As elsewhere in the world, China’s logistics sector also benefits from rising demand for e-commerce and warehouses. CBRE notes that Alibaba’s total number of logistics orders on the Double 11 shopping festival in 2020 – an unofficial online shopping event in China – was more than 33 times that of 2012, for instance.
“The fundamentals for the logistics sector are very strong and the sector’s growth has been further accelerated by the pandemic,” a senior executive at an Asia-headquartered logistics specialist says. “On the other hand, traditional asset classes such as retail and hotels are facing more challenges under such circumstances.”
The senior executive expects more investors to re-allocate capital from traditional asset classes to so-called ‘new economy’ asset types. China’s retail and hospitality sectors have seen volumes drop 23.8 percent and 42.3 percent, respectively, from 2016 to 2020, according to Real Capital Analytics. Conversely, buyers acquired $4.1 billion of Chinese logistics properties last year, versus just $978 million in 2016, as per Real Capital Analytics data.
However, China’s burgeoning logistics demand brings challenges as well as opportunities for investors. “Finding a good deal is very difficult because the market has become very competitive. There has been more capital available than good assets available in the market,” says a former head of China at a global real estate firm, who asked not to be named.

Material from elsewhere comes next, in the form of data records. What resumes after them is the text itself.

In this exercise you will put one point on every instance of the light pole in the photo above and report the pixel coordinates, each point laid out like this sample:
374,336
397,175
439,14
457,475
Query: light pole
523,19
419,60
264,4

Rental levels are being impacted by a glut of supply, too. According to CBRE, nationwide new supply for logistics facilities saw a 32 percent year-on-year increase in 19 cities tracked in 2020. This pushed vacancy levels to 14.8 percent and rents to fall 1.4 percent year-on-year. “The issue is there is more supply coming up across the country while a majority of the demand still lies on the few key cities,” the former China head adds.